In a recent issue of the comic strip, Family Circus, middle brother Jeffy draws a picture of his older brother Billy. Billy says, “Hey, I don’t look like that!” Jeffy replies, “Maybe you don’t know what you really look like.” I believe this cute illustration captures a key issue behind many of our problems: We do not know what we really look like. More accurately, we have forgotten in whose image we were created.

An image is an identical counterpart produced by a reflection. A likeness, on the other hand, is a representation or a semblance of something – not identical, but similar. In the cartoon, Jeffy is creating a likeness, but Billy expects an image.

Each of us shares a common image – that of God – but we manifest differently as God’s likeness.

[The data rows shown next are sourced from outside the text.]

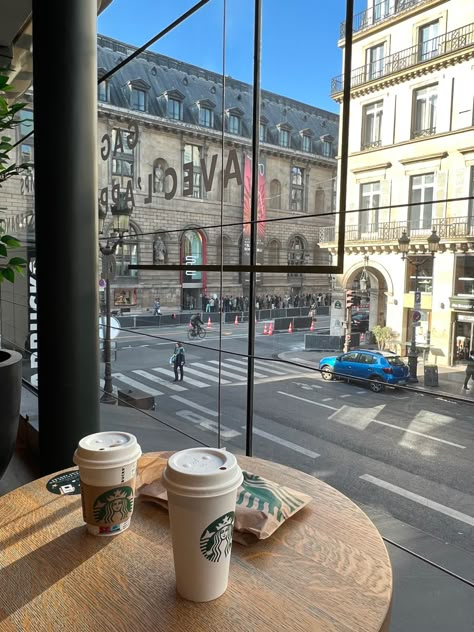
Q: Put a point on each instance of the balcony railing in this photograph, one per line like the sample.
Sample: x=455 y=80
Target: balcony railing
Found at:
x=378 y=13
x=409 y=57
x=384 y=232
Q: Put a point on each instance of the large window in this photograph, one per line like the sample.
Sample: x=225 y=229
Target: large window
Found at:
x=192 y=154
x=369 y=207
x=421 y=201
x=123 y=162
x=297 y=188
x=374 y=61
x=424 y=111
x=427 y=41
x=372 y=125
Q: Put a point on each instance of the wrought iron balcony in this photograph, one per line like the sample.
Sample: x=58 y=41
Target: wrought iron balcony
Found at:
x=378 y=13
x=449 y=228
x=409 y=57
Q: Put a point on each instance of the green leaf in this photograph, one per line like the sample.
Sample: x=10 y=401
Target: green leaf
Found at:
x=10 y=241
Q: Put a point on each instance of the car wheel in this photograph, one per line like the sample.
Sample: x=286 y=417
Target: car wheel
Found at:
x=327 y=373
x=376 y=385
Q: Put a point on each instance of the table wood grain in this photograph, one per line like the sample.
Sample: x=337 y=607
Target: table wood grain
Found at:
x=324 y=570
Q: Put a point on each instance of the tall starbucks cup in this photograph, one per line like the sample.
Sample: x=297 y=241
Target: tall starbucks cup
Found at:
x=107 y=468
x=202 y=485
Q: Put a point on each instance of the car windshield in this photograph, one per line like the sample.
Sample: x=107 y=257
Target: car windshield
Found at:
x=395 y=360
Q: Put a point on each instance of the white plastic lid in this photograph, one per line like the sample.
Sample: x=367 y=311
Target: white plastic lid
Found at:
x=106 y=450
x=202 y=472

Collectively, we display an infinite variety of God’s hues, shapes, and characteristics. When we look in the mirror, however, we see only an imperfect likeness. Many of us are unhappy with that likeness because we believe we are too short or too fat, our hair is too thin or too grey, our clothes don’t fit quite right, or our shoes don’t match our purse. Something important is always missing, misshapen, or mismatched. And something is always wrong because what we see in the mirror is a reflection of God’s likeness – a representation of one aspect of God – and not the entire image we so desire to reflect. Our divine image becomes hidden beneath our likeness to the point where it is easy to forget the image from which we originated. We are conditioned to only see the likeness and not the image, thus becoming obsessed with our appearance instead of our essence.

Our divine image is always there, however. We see the image of God in another when we look deeply into their eyes, or when we catch them uninhibitedly being their most beautiful and pure self (think child-like). The moments are rare, but they are there for the seeking. Likewise, we display God’s image when we let go of our concerns about how others see us, or what others expect from us – when we know we are good enough as we are, where we are – good enough to be loved and valued by God. When we dance like no one is watching, or sing like no one is listening, we do so from a place of ultimate freedom. In that place of unconditional love, we are free to realign our likeness into something more consistent with our image – something that will touch others at a soul-level. As we better reflect God’s image, we are better able to positively impact our world.

Come home to church this Sunday. Discover what you really look like.